Veterinary expenditures expected to hit record high


There is an uptick in the number of people taking advantage of surgical visits.

GREENWICH, CONN. — Pet owners are willing to spend more than ever on veterinary care, projected at about $8.6 billion for 2005 during an average 2.3 annual visits for cats and 2.8 annual visits for dogs, according to the latest survey by The American Pet Products Manufacturers Association (APPMA).

Pet spending is expected to hit almost $36 billion this year, more than double its 1994 level, according to the APPMA biennial report. Pet spending was $34.4 billion in 2004. Veterinarians are seeing quite a few of those dollars via surgical visits — the highest-priced single class of expenditures for owners — which averaged $574 for dogs and $337 for cats in 2004.

Pet spending trends

"There is definitely an uptick in the number of people taking advantage of surgical visits, and I would assume there is a corresponding uptick in the types of procedures that are now made available," says Bob Vetere, COO and managing director of APPMA. "And as pet insurance becomes more available, then the flexibility on the price and the willingness to do a procedure will increase slightly."

The APPMA survey has been tracking pet insurance for its past two surveys, and though the segment has grown slower than he expected, Vetere says he expects pet insurance to spike as more middle-income owners learn about it.

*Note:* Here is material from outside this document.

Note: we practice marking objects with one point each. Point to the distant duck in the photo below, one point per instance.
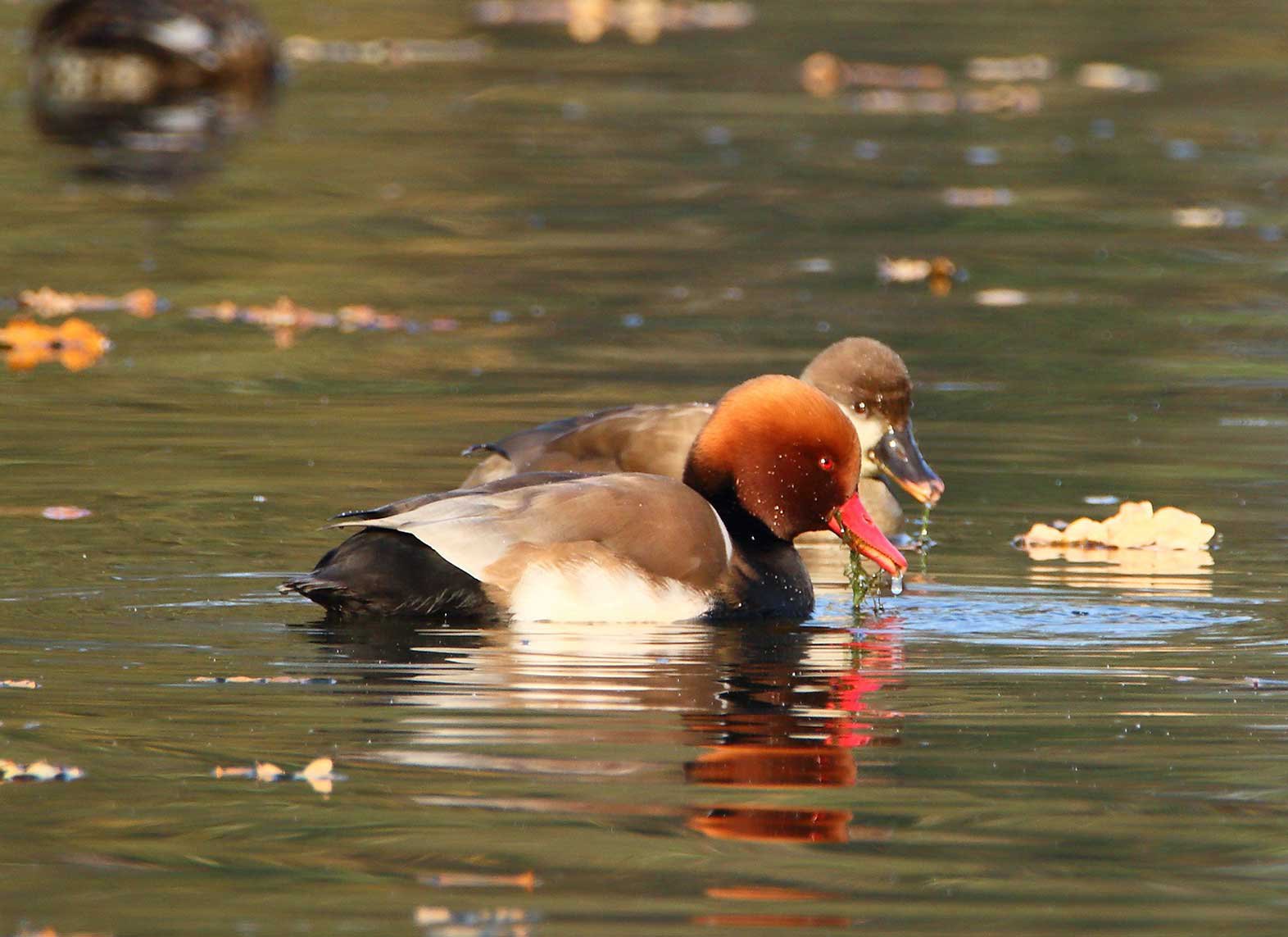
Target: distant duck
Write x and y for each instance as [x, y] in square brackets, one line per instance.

"Ironically, I think the reason it hasn't taken off faster, besides the education piece, is because a lot of people who are willing to have these procedures done on their animals have the disposable income in place to do it," he says. "Pet insurance is going to be a player; it will take on more meaning for people as the human-animal bond continues to strengthen."

Immediate need

While pet health insurance might be lagging behind the human-animal bond, geriatric care and products are riding the wave of owners' affection toward their pets. The boost in surgical visits and the subsequent expenditures likely correlate to aging baby boomers taking better care of their aging pets, Vetere says. Emerging technologies and procedures are expected to be more common in the surgical suite of the near future.

Caring for a pets health, 2004

"Pets are living longer; the average age of a pet is increasing, so we are reaching a situation where our pets require more attention when they get old," Vetere says.

Likewise, geriatric products show high demand, and medications, senior vitamins, ramps for easier vehicle and pool access and the like are expected to be lucrative for manufacturers and retailers in the near term.

"The thing that was surprising to me was the strength of the bond that continue to increase between Americans and their pets," Vetere says. "Especially in the past two surveys, perhaps because of 9/11 and the events that have happened since then, people refer to their pets more and more as extended family."